薔薇の葬列

1999/02/10 徳間ホール
30年前に作られたピーター(池畑慎之介)のデビュー作。
ゲイボーイが主人公の現代版「オイディプス」。by K. Hattori


 ピーターこと池畑慎之介の、芸能生活30周年記念としてリバイバル公開される、今から30年前のATG映画。当時16歳だったピーターは、この作品で衝撃的なデビューを飾った。彼が演じているのは、新宿のゲイバーに勤めるエディという名のゲイボーイ。店の経営者である権田と深い関係になったエディは、長年権田の愛人だった店のママを追い出して後がまに座る。だがエディには、権田にも隠している秘密があった……。と、話をかいつまんでしまうと、ひどく単純な物語。この映画は当時の若者風俗を巧みに織り込みつつ、幻想とも現実ともつかない回想シーン、同じ時間を循環させる大胆なカットバック、コマ落としやハイスピード撮影、ハイキーやハイコントラストなどの特殊な映像、有名人のゲスト出演、さまざまな引用やパロディなど、ありとあらゆるテクニックを駆使して、パイ生地のように折り重なった、難解な物語世界を作り上げている。

 オープニングは、権田と抱き合うエディの映像。権田を演じているのが土屋嘉男だというのに、ちょっとびっくり。じつはこのふたり、共に黒澤映画の出演者です。ピーターは『乱』で狂言回しの狂阿彌を演じているし、土屋嘉男は『七人の侍』や『用心棒』『赤ひげ』などで重要な役を演じているレギュラー俳優です。そんなふたりが仲良く抱き合っているのを見ると、なんだか黒澤映画のパロディみたいで可笑しい。もちろんこの時のピーターは、自分が後に黒澤映画に出るなんて夢にも思ってなかったでしょうけどね。

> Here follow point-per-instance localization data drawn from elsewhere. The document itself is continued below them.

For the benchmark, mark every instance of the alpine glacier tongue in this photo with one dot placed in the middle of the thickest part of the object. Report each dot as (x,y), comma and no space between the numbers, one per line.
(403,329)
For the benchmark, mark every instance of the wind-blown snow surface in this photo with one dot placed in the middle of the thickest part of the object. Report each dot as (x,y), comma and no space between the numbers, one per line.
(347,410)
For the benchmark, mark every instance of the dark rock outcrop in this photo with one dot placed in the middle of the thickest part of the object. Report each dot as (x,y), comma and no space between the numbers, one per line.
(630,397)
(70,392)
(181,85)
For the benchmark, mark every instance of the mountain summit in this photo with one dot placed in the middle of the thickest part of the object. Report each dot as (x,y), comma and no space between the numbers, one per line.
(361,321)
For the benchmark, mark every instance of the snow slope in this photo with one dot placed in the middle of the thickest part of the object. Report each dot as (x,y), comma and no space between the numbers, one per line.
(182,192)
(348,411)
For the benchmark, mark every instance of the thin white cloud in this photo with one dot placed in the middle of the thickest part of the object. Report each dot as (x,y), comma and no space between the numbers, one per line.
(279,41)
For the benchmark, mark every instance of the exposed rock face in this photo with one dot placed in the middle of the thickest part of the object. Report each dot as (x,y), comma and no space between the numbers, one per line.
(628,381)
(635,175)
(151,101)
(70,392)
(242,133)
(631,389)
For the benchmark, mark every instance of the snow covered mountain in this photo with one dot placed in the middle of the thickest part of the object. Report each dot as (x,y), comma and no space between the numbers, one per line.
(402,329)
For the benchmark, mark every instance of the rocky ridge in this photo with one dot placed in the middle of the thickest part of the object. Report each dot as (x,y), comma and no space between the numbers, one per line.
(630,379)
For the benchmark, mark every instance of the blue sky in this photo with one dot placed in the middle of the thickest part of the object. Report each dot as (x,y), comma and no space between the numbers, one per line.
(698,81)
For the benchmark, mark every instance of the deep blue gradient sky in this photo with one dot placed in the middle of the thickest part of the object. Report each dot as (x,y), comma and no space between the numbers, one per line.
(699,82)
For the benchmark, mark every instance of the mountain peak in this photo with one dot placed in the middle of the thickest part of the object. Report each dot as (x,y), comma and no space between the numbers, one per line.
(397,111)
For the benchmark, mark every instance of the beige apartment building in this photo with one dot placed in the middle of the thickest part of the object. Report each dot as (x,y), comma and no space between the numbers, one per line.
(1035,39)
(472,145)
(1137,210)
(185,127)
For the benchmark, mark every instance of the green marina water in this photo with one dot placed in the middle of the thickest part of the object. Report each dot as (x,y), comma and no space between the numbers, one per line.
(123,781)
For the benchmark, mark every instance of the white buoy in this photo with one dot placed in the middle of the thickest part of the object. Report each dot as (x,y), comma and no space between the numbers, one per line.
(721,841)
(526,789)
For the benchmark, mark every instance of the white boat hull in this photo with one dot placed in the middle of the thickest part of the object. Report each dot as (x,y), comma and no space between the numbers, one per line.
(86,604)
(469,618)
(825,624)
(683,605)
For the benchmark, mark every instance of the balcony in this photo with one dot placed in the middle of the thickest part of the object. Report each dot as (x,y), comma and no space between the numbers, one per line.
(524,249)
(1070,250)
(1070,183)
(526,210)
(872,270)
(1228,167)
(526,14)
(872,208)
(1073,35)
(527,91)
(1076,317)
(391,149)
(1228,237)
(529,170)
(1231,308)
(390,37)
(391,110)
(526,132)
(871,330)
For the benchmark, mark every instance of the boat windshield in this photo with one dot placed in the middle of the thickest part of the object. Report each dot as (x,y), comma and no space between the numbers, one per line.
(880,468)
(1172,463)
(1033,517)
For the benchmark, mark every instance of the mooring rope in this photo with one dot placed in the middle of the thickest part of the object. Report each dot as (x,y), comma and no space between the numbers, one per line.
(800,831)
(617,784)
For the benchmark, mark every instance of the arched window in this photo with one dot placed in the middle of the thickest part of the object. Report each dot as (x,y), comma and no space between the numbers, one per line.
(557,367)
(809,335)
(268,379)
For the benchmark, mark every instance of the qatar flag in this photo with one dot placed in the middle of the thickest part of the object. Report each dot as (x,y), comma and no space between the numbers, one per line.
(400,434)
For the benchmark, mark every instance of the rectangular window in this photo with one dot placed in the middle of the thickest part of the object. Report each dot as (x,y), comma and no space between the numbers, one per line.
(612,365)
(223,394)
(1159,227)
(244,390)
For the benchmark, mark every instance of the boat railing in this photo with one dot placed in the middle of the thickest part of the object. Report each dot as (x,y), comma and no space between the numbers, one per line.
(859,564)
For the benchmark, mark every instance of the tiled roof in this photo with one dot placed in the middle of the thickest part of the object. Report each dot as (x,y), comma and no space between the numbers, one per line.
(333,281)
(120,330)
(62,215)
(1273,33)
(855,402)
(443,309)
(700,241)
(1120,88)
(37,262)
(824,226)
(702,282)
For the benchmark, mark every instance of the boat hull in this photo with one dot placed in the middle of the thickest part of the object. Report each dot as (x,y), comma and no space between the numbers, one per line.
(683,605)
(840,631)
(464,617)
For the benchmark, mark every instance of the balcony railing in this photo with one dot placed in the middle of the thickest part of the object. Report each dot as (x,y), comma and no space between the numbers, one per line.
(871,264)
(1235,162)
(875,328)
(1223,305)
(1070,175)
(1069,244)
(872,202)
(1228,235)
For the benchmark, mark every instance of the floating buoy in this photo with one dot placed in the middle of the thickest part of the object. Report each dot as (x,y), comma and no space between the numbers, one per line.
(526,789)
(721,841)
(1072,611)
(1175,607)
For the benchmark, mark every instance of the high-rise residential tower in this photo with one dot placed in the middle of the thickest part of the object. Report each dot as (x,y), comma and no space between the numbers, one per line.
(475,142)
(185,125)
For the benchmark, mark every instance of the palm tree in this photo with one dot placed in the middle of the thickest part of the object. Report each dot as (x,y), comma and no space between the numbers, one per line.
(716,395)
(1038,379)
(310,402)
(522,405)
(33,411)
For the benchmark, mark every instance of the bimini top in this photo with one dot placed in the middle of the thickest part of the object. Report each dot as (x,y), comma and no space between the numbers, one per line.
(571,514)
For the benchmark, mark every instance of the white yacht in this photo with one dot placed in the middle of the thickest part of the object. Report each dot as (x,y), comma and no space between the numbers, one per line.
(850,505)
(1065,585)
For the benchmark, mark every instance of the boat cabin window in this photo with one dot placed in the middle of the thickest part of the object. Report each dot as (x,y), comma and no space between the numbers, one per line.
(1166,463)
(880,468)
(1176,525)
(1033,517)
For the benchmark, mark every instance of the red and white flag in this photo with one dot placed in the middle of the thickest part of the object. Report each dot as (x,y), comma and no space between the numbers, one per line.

 物語自体は現代版「オイディプス」といったもの。荘厳なギリシャ悲劇の世界を現代に翻案するには、この映画ぐらいの仕掛けがないと難しいかもしれない。この映画はATG作品で、モノクロ・スタンダード画面。プロの俳優は土屋嘉男以下数えるほどで、あとはピーター含めてすべて素人を起用。撮影が禁止されている新宿の路上でゲリラ撮影を行うなど、低予算もいいところ。それでも映画が安っぽくならないのは、出演しているゲイボーイたちがすべて“本物”だということと、ピーターの存在感によるところが大きいと思う。1時間47分の映画の内、実際の物語はたぶん半分ぐらいしかなくて、残りを風俗描写にさいているところもいい。学生運動、マリファナ、街頭パフォーマンス、フーテン族、ヒッピー、乱交パーティー、ゲイボーイ、スケバンなどの風俗描写に深入りすることなく、それぞれの断片をモザイクのように映画の背景に置いている。こうすることで、「オイディプス」の舞台装置を作っているのです。

 実験的手法が目立つ映画なので、今観ても十分に面白い映画だけど、観ていても楽しい映画ではない。ゴダールの『気狂いピエロ』と同じように、この映画もいろいろな要素のごった煮です。その混沌とした様子が面白い。物語の本筋である「オイディプス」については、特に感心するところもない。むしろ背景にある風俗描写の方が、標本サンプルみたいで興味深く感じます。